# Comment mettre à jour Xcode



## temet (11 Octobre 2008)

Bonjour à tous,

J'ai une question toute bête : comment mettre Xcode à jour (3.0 > 3.1)?

une recherche sur google nous donne plein d'infos sur les version 2.x, le site de developpeurs d'apple ne semble pas aborder la question, alors je m'adresse à vous.

Peut-on sans risque utiliser les mêmes manip' que pour passer de 2.2 à 2.4 ?
Y-at-il une option cachée dans Xcode lui-même (bien cachée alors)?

Merci de vos réponses.


----------



## ntx (11 Octobre 2008)

Les mises à jour de Xcode sont uniquement accessibles par l'ADC (inscription gratuite obligatoire) et Apple ne fournit que des versions complètes, tu as donc près de 1 Go à télécharger.


----------



## temet (12 Octobre 2008)

merci, je précise la question : comment on met Xcode à jour (choisissez une réponse)?

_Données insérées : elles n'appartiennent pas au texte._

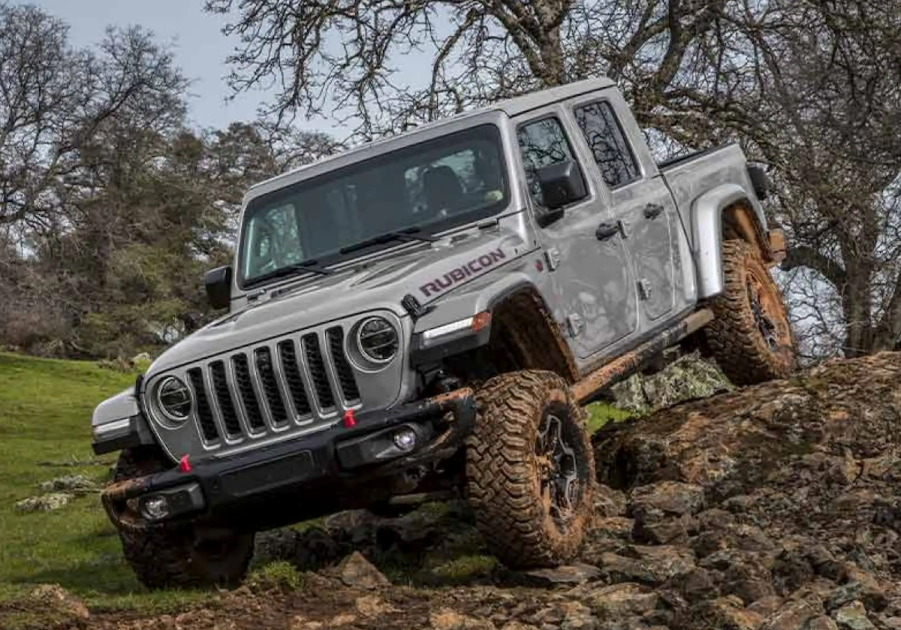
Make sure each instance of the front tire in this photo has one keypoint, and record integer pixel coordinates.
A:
(529, 469)
(178, 554)
(750, 336)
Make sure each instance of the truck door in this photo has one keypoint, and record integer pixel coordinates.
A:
(595, 287)
(641, 201)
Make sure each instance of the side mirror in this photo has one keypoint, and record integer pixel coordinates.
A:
(561, 184)
(218, 284)
(759, 181)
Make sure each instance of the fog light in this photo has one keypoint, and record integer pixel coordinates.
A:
(405, 439)
(155, 508)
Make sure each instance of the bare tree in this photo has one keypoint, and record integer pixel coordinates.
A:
(54, 99)
(337, 56)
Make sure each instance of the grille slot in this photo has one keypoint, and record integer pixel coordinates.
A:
(204, 413)
(288, 356)
(316, 365)
(248, 396)
(274, 389)
(345, 373)
(224, 398)
(266, 371)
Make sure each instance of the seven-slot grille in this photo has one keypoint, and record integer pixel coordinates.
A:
(291, 382)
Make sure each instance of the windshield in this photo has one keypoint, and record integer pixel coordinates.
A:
(432, 186)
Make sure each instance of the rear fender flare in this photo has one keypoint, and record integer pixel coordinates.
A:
(707, 218)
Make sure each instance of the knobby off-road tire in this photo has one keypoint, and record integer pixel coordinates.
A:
(175, 554)
(750, 336)
(517, 481)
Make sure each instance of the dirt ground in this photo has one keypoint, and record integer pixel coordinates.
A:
(773, 507)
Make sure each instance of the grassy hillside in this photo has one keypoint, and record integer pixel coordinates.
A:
(45, 411)
(45, 419)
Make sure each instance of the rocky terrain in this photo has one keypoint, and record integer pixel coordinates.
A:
(774, 507)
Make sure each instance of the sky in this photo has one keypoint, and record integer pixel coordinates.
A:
(199, 46)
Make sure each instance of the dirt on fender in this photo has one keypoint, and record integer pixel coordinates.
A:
(771, 507)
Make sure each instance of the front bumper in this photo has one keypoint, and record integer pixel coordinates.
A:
(339, 468)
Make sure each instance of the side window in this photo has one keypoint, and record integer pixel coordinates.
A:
(607, 143)
(542, 143)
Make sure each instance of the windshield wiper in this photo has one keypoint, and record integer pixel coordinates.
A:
(408, 234)
(290, 270)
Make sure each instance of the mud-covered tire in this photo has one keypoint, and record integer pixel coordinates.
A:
(750, 336)
(505, 469)
(174, 554)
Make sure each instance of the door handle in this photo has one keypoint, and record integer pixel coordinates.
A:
(653, 210)
(607, 230)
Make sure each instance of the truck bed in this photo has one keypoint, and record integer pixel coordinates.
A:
(690, 176)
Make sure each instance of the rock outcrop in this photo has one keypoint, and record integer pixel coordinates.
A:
(776, 507)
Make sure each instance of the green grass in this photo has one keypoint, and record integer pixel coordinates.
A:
(45, 432)
(45, 412)
(600, 414)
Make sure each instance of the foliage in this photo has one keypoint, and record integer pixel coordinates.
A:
(600, 413)
(111, 208)
(809, 88)
(279, 575)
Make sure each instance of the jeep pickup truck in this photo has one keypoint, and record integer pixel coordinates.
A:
(426, 315)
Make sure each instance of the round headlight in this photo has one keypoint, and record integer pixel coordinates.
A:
(174, 398)
(378, 340)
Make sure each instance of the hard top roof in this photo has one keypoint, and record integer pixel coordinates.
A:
(512, 107)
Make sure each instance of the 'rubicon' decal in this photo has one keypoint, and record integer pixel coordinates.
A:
(474, 267)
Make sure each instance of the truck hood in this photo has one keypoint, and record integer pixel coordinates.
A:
(426, 270)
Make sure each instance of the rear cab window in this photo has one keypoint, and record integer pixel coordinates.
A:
(542, 142)
(608, 143)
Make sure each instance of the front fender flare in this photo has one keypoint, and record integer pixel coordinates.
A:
(118, 423)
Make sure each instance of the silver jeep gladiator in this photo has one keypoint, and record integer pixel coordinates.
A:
(426, 316)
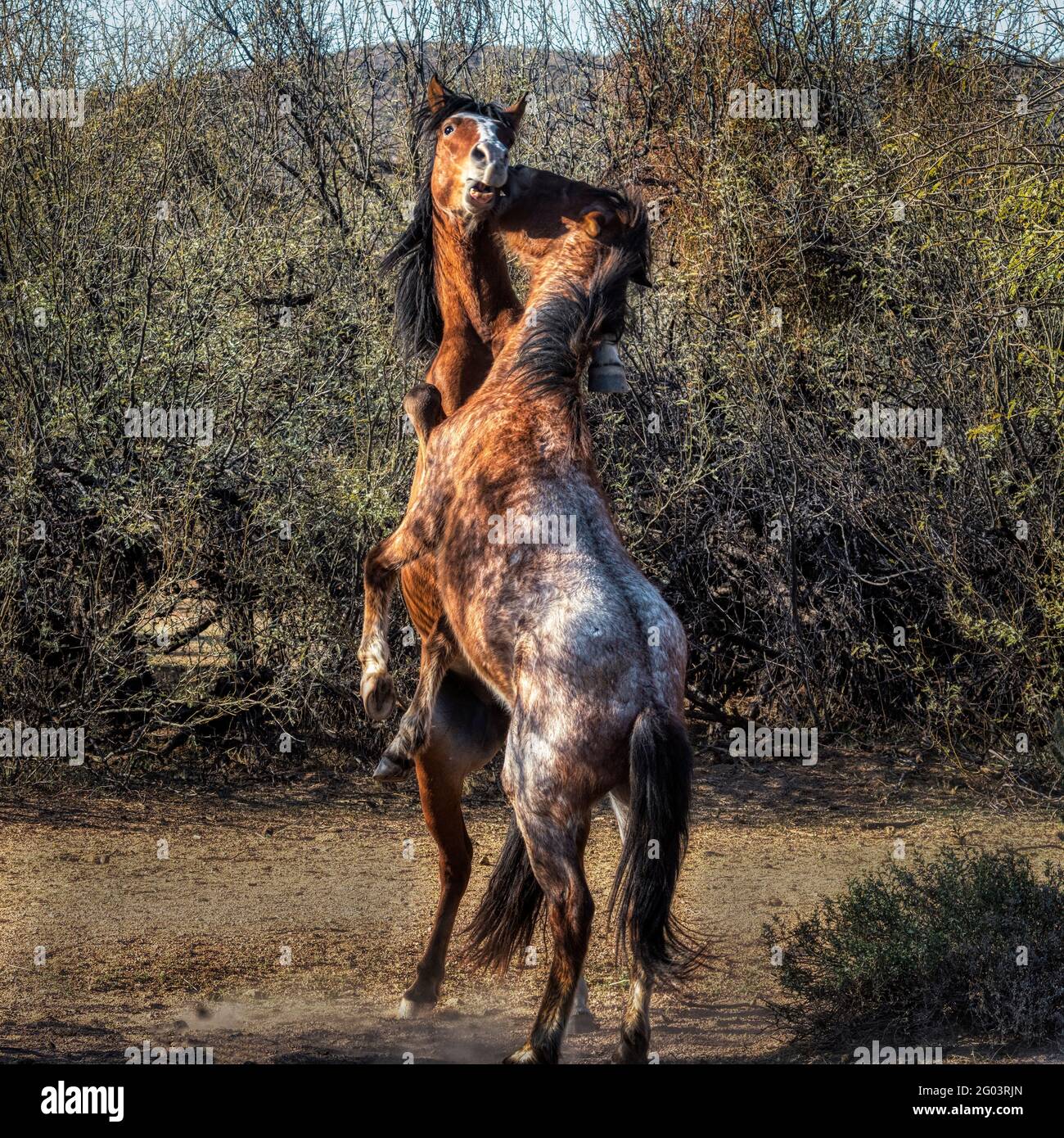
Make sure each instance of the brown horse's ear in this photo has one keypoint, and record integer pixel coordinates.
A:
(516, 111)
(436, 95)
(593, 221)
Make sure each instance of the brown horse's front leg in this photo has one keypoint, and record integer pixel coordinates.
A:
(437, 651)
(440, 782)
(381, 569)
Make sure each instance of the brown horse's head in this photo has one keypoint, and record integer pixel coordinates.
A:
(472, 142)
(469, 165)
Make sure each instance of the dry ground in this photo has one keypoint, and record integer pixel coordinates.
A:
(188, 949)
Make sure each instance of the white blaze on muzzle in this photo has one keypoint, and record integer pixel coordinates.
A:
(489, 160)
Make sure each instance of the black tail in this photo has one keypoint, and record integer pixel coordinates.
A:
(509, 912)
(656, 841)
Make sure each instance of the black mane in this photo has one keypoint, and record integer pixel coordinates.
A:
(419, 324)
(570, 323)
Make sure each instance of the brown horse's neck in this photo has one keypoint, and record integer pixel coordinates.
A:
(477, 304)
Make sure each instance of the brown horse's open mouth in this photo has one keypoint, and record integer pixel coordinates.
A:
(481, 195)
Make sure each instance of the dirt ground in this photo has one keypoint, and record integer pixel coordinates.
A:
(190, 948)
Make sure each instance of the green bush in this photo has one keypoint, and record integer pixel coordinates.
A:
(932, 953)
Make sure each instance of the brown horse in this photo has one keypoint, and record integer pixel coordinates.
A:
(542, 600)
(455, 297)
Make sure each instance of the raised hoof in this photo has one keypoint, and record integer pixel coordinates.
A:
(414, 1009)
(522, 1055)
(388, 770)
(378, 695)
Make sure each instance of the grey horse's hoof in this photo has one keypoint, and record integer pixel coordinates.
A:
(390, 770)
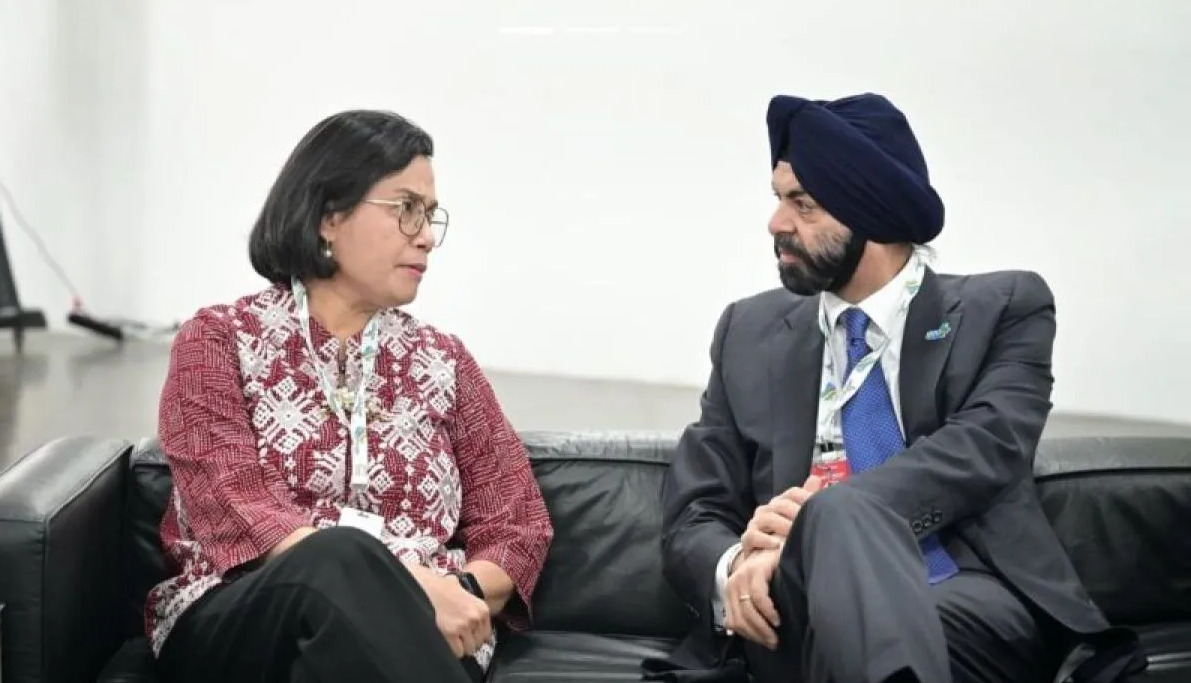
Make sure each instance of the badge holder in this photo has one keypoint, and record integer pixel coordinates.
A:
(830, 464)
(369, 523)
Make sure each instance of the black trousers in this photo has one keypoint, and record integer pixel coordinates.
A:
(855, 608)
(335, 607)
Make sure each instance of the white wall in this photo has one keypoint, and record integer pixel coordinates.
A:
(606, 167)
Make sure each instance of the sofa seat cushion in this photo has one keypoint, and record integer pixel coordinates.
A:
(556, 657)
(1168, 650)
(132, 663)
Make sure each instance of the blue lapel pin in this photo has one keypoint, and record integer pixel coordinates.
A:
(937, 334)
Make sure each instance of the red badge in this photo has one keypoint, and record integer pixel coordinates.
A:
(831, 467)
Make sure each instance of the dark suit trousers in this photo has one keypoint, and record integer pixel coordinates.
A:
(336, 607)
(855, 607)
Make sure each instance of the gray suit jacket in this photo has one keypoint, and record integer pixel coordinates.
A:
(973, 403)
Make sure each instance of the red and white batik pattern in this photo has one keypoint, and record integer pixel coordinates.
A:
(256, 453)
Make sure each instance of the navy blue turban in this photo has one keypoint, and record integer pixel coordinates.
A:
(858, 159)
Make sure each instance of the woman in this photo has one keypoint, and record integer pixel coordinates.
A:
(349, 502)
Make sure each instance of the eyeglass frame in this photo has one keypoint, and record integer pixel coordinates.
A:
(425, 216)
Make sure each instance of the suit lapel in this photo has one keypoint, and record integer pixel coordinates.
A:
(930, 328)
(796, 364)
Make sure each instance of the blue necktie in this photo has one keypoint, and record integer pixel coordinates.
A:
(871, 433)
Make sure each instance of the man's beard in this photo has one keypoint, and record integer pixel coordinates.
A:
(814, 273)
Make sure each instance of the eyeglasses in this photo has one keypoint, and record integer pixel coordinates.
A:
(412, 217)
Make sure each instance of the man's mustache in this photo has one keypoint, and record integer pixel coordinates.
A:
(787, 243)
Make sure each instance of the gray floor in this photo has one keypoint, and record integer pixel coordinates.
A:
(66, 384)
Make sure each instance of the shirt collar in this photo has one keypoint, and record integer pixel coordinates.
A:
(881, 306)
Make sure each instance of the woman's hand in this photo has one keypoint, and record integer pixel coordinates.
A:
(463, 619)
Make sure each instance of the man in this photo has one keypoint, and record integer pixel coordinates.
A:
(855, 502)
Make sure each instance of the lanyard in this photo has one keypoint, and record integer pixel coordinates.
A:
(831, 397)
(357, 423)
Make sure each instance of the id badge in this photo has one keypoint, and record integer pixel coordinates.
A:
(367, 522)
(830, 465)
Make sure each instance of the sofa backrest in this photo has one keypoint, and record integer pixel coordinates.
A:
(1121, 507)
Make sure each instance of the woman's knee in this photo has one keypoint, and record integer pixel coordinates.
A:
(334, 551)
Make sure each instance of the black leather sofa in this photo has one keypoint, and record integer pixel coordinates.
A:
(78, 551)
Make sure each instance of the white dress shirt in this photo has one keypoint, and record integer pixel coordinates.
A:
(884, 310)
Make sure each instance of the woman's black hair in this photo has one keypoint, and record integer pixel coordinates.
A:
(330, 171)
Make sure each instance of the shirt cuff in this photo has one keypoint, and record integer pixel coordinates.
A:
(717, 600)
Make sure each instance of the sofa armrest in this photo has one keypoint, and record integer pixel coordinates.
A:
(61, 517)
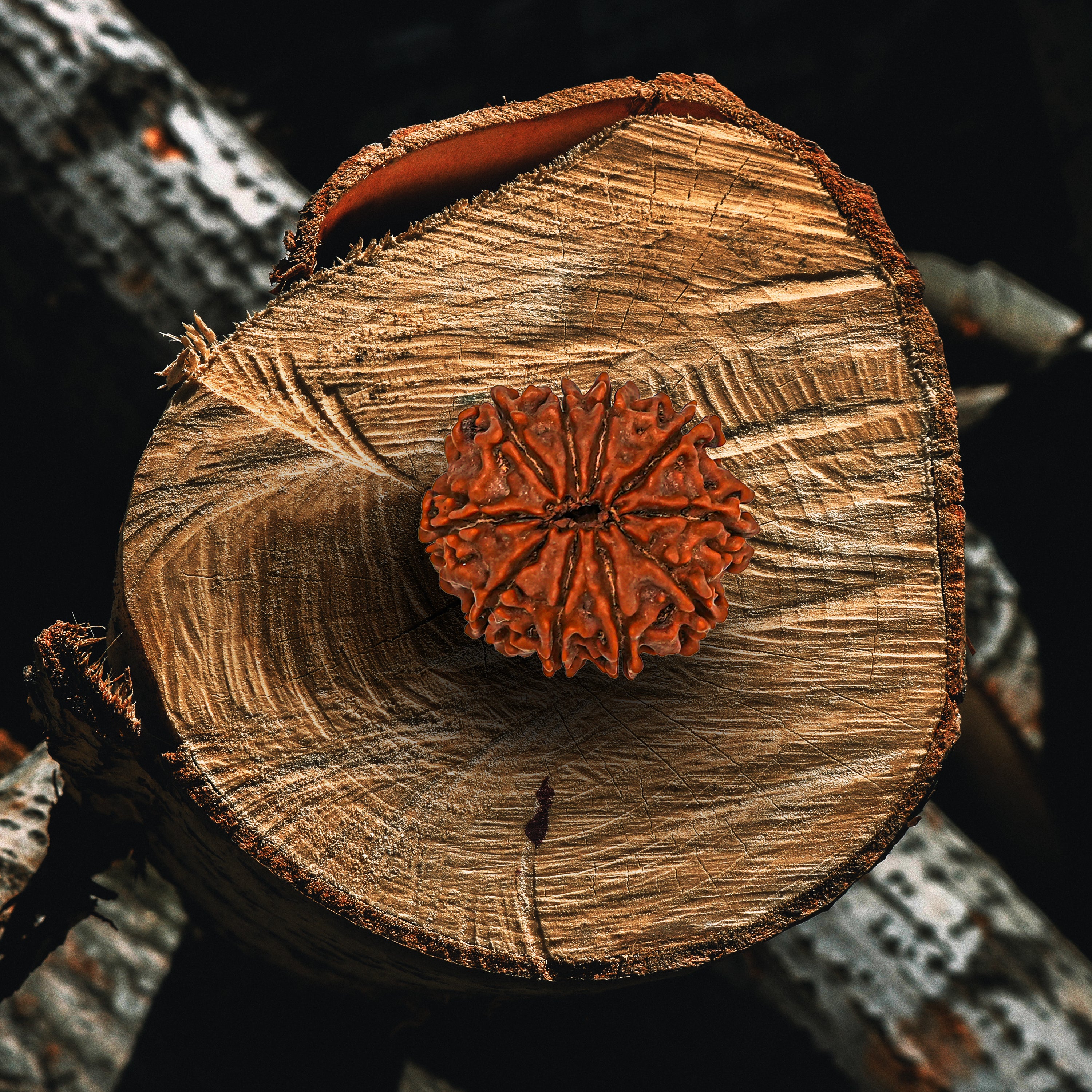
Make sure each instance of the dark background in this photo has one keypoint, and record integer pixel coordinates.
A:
(971, 120)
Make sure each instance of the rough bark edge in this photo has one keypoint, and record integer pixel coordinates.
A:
(856, 202)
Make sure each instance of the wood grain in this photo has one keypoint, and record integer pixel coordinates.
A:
(313, 688)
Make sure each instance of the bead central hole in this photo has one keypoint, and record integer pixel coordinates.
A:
(587, 516)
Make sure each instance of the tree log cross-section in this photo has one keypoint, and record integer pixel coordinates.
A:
(341, 777)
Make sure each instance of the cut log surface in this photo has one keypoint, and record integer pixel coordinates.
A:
(143, 176)
(344, 768)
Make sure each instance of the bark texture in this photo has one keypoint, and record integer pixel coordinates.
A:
(76, 1020)
(135, 166)
(327, 727)
(935, 973)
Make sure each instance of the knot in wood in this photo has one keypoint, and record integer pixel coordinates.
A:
(586, 530)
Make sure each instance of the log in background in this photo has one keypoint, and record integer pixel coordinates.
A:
(944, 111)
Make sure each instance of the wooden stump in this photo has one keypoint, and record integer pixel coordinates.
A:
(343, 778)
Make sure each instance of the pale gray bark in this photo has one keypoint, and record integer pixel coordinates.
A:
(934, 972)
(75, 1022)
(126, 158)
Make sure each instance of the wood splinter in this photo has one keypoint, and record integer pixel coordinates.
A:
(319, 756)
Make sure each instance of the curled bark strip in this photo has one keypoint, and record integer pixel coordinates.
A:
(587, 531)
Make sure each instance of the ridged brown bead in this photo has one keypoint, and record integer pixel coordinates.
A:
(585, 529)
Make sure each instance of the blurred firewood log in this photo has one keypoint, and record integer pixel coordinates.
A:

1 - Il y a une fonction mettre à jour quelque part dans les menus ou les préférences.
2 - On supprime le vieux Xcode et on installe le nouveau.
3 - On installe le nouveau qui viens écraser l'ancien.
4 - Autre (préciser).

C'est laquelle des 4 ?


----------



## cirdan (13 Octobre 2008)

Bonjour,

Tu télécharges la version FULL de Xcode de l'ADC et tu l'installes.
L'installateur va détecter ton ancienne version et la mettra à jour.


----------



## temet (14 Octobre 2008)

ok merci


----------